Bill Menke's BLOG Page: Hybrids, yes; electrics, no.


Tesla Roadster, an electric car

Back in the 1970's my spouse and I had a little Japanese sedan that routinely performed at 35 miles per gallon. Only a few of today's gasoline-powered cars, such as the Honda Civic, get that kind of mileage. Our eagerness for high-powered cars with lots of pep and lots of accessories has eclipsed the quest for fuel economy (safety and anti-pollution considerations have contributed, too). Hybrids are the exception.

The high fuel economy of a hybrid, such as the Toyota Prius, derives from its low-powered engine. Its peppiness comes from the assist that its electric motor provides during those critical moments, such as accelerating during passing, when power (or the lack of it) is most noticeable. And since the assist is only needed momentarily, the battery can be small, recharging during the longer periods when no assist is needed. (The Prius' battery, alone, could power the car only for about 5 miles).

Hybrids are thus an eminently sensible way to recover the high-mileage glories of my 1970's Japanese sedan, without having to sacrifice performance. I'm suprised that so few auto manufacturers are offering them. I suppose that the hang-up is price - any vehicle with two power systems is bound to be more expensive than a vehicle with only one (and, indeed, the Prius is about 30% more expensive than the Civic). Manufacturers must doubt people's willingness to pay up-front for whatever savings high fuel economy eventually brings.

The utility of electric vehicles is less clear to me. Superficially, the economics seem to work. The Tesla Roadster (which I take as representative) is advertised with an efficiency of 28 kWh per 100 miles. That's $2.80 per hundred miles for the electricity, at the typical price of $0.10 per kWh. That's perhaps only 30-50 percent the cost per mile of gasoline. The problem is the impact that widespread use of electric vehicles would have on the electric power industry (and on those of us who pay for that electric power).

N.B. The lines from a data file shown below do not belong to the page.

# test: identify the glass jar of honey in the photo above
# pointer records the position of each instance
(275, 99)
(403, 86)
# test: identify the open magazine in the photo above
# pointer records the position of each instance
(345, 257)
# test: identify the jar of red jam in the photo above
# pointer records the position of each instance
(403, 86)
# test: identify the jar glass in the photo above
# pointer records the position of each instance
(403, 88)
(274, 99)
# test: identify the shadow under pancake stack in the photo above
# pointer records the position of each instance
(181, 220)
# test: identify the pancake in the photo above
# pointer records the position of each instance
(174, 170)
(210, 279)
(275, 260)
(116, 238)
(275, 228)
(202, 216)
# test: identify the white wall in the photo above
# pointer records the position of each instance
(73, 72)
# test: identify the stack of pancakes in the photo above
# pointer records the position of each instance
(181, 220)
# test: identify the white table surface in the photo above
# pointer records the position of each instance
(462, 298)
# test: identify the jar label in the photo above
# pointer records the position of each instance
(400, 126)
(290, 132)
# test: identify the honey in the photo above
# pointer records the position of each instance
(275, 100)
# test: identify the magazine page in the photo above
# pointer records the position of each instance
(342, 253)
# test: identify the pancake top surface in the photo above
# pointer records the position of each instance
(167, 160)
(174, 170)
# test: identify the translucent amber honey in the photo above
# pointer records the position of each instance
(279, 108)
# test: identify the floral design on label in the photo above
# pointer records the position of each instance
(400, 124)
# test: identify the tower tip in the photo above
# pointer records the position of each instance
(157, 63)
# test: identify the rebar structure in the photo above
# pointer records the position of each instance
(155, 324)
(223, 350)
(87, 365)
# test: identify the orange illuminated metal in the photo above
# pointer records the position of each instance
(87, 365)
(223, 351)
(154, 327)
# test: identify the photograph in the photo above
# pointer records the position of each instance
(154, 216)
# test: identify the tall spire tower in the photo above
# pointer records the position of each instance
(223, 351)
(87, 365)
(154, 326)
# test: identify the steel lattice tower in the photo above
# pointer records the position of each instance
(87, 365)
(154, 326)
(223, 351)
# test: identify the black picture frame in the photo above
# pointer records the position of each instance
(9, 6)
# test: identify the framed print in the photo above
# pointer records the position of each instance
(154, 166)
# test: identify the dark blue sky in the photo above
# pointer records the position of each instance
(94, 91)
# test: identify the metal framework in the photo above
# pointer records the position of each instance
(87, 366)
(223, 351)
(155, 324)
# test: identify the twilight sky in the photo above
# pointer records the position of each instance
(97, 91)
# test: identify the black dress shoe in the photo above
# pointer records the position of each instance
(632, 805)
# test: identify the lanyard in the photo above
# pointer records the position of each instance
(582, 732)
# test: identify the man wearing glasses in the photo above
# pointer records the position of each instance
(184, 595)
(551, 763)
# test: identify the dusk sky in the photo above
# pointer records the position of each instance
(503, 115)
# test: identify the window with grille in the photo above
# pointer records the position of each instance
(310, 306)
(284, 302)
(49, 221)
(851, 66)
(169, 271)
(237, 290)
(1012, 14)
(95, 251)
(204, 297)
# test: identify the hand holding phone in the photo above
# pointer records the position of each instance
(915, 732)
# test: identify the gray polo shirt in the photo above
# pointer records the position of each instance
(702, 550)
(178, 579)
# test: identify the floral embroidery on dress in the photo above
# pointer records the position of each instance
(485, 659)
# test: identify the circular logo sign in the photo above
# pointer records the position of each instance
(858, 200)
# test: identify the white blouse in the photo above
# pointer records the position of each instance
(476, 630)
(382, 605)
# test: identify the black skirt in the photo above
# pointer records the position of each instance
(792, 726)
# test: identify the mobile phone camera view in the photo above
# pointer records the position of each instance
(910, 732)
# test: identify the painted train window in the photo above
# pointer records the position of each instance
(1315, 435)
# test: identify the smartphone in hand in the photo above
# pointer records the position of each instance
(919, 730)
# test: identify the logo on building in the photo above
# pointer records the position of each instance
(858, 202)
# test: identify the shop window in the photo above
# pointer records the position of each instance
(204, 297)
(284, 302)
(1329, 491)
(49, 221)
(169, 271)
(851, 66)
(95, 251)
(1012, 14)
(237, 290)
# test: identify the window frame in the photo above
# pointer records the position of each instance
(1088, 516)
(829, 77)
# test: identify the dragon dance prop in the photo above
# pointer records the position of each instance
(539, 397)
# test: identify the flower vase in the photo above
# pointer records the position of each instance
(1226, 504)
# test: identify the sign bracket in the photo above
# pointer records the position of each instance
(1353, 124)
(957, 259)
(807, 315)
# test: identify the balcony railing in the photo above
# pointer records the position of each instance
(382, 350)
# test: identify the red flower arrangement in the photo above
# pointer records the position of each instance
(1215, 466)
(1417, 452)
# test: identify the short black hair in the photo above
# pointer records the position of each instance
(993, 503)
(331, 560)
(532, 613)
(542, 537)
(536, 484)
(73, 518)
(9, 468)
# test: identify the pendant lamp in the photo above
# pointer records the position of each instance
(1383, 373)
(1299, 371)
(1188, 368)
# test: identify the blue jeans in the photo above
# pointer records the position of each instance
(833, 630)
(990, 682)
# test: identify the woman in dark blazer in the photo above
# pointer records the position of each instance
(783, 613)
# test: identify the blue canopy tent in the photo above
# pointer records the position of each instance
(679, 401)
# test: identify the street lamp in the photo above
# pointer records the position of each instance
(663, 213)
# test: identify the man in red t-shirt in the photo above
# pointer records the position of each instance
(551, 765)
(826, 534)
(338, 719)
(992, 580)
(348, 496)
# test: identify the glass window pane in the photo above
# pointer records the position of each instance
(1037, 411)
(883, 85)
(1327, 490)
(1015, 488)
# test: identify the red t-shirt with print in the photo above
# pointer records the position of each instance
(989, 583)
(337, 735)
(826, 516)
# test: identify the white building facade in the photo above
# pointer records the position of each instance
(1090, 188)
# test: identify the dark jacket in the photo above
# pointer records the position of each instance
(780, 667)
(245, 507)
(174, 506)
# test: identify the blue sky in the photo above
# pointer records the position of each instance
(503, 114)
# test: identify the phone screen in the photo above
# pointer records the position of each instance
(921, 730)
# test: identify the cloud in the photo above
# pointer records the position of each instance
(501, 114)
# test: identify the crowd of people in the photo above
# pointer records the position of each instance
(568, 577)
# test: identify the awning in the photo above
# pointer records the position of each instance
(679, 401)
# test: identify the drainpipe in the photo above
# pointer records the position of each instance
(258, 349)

A typical car is driven 12,000 miles per year, or 1000 miles per month. An electric car would this use 280 kWH per month, or 644 kWh per household, given that the average household has 2.3 automobiles. US residential electricity consumption is 920 kWh per month, so switching to electric cars increases residential electric usage by 70%. That's a lot of electricity! Producing and delivering that much extra electrical power would be a problem. Hundreds of new power plants would need to be built and tens of thousands of miles of power lines would need to be upgraded. The cost would no doubt be spread over all power users, not just electric car owners.

In the US, electrical power comes 50% from coal, 20% from natural gas, 19% from nuclear, 7% from hydro, 2% from oil and 4% from everything else (including solar and wind). Coal would inevitably be the major fuel for new generating capacity, at least for the foreseeable future. Increased use of coal is undesirable from two perspectives. Coal mining is much more environmentally destructive than petroleum extraction (think mountaintop removal). And coal releases the most carbon dioxide (a greenhouse gas) per kWh of all fossil fuels.

All this is not to say that buying an electric car is necessarily a bad choice. They're attention-getting, and the designs are cool. I'd love a Tesla Roadster (should one ever be given to me). But in large numbers electric vehicles would create far-worse problems than they solve. So, a nation full of electric cars? No! Of, hybrids? Yes!